HD data recovery seagate

  • Thread starter Andre & Liette Levesque
  • Start date
A

Andre & Liette Levesque

Hi all

I have a 40gb HD the went bad at the control card. Actually can see the bad
component.

I am looking for dead seagate 40GB Barracuda 7200.7 HD model number
ST340014A which I would use to swap out the card.

If anyone should have one of these HD I would be interested in purchasing it
It would be quite nice if I could recover the data on this HD.



Thanks
 
N

Noozer

I have a 40gb HD the went bad at the control card. Actually can see the
bad
component.

I am looking for dead seagate 40GB Barracuda 7200.7 HD model number
ST340014A which I would use to swap out the card.

If anyone should have one of these HD I would be interested in purchasing it
It would be quite nice if I could recover the data on this HD.

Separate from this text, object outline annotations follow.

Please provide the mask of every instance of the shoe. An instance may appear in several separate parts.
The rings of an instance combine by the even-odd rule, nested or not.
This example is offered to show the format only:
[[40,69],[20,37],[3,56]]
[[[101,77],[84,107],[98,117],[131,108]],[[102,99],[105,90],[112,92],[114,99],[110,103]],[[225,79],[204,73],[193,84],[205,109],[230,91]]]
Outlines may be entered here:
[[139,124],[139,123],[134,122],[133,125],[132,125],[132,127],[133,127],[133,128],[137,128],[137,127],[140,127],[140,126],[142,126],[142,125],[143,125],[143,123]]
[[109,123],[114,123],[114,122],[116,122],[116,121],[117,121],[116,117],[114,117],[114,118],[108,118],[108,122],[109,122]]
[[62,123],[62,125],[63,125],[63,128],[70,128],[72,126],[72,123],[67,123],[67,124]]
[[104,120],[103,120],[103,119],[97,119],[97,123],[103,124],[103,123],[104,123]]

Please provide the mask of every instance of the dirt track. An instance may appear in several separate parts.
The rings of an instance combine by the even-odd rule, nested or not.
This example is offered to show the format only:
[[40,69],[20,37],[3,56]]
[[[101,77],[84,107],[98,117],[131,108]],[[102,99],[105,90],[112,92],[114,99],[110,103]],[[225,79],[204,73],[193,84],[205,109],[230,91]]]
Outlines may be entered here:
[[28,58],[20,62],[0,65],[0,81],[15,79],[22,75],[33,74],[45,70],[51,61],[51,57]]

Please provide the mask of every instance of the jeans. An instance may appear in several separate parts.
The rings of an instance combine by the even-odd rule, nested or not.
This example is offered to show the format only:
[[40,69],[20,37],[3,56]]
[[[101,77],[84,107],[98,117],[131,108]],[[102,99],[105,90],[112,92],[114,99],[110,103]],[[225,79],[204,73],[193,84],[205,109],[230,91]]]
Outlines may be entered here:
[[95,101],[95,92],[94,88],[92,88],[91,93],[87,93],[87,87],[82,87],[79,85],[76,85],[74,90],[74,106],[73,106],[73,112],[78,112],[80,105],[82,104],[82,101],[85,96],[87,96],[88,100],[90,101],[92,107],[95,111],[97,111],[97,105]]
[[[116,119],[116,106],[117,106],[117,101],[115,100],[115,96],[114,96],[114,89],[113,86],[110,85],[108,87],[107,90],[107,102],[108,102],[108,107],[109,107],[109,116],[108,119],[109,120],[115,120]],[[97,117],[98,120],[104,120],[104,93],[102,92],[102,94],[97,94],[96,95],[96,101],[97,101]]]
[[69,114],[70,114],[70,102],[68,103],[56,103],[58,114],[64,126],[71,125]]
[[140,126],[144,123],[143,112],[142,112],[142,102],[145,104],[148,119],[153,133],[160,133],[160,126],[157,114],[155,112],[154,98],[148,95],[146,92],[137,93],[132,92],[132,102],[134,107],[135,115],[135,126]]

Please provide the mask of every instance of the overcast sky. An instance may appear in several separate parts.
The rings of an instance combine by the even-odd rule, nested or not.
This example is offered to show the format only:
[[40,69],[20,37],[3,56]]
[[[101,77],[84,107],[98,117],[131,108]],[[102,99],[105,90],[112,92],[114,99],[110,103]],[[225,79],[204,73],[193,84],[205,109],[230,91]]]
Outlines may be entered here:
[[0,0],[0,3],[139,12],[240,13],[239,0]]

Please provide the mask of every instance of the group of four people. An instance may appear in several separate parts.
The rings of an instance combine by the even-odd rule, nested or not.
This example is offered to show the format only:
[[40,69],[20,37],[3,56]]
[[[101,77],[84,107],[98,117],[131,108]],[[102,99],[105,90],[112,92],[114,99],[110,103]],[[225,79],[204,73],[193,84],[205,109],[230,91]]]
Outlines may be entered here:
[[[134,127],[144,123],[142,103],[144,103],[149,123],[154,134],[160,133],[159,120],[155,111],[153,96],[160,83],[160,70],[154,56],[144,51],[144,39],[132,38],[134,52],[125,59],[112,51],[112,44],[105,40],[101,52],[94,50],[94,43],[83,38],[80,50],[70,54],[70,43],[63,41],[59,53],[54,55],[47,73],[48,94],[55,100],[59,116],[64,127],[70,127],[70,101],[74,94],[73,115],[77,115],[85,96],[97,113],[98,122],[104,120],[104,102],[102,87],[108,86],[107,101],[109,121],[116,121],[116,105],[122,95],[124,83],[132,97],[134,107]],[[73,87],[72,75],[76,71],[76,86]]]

Just to let you know, when a part fails bad enough to be visible, the
failure was most likely elsewhere and it caused the component to burn out.
Things like a bad motor bearing will burn out the driver circuitls. Swapping
boards will just burn it again.

Just something to think about.
 
P

Paul Murphy

Noozer said:
purchasing

Just to let you know, when a part fails bad enough to be visible, the
failure was most likely elsewhere and it caused the component to burn out.
Things like a bad motor bearing will burn out the driver circuitls. Swapping
boards will just burn it again.
Not necessarily immediately though - so there would hopefully still be time
to get the data off the drive. Its definitely worth a try if the data is
valuable because the next option (going to a data recovery specialist) will
likely cost megabucks. Even buying a good working one of these drives,
swapping the PCB out to resurrect the dead drive/copy the data and then
swapping it back again when finished would be better than the alternative.

Paul
 
M

Minnie Bannister

I asked a similar question about a Quantum drive years ago and was told
that a certain amount of "twiddling" may be done with the drive's
firmware (on the controller board) to compensate for variations in
components that are inside the sealed compartment (such as head
amplifiers?).

IOW, even if it's only the controller board that's defective, it may not
be possible to accomplish anything by swapping boards.

Whether this was true only for Quamntum dives, I don't know. I got the
impression that this could be true for any manufacturer.

MB
 
M

Michael Culley

Minnie Bannister said:
I asked a similar question about a Quantum drive years ago and was told
that a certain amount of "twiddling" may be done with the drive's
firmware (on the controller board) to compensate for variations in
components that are inside the sealed compartment (such as head
amplifiers?).

IOW, even if it's only the controller board that's defective, it may not
be possible to accomplish anything by swapping boards.

Whether this was true only for Quamntum dives, I don't know. I got the
impression that this could be true for any manufacturer.

I've heard reports of it working, even on drives of different sizes.
 
P

Paul Murphy

The OP has little to loose by trying this - if it doesn't work then the PCB
can always be reattached to the original working drive - the use of ESD
precautions such as a wrist strap and grounding mat (to prevent damage from
static electricity) would be essential though.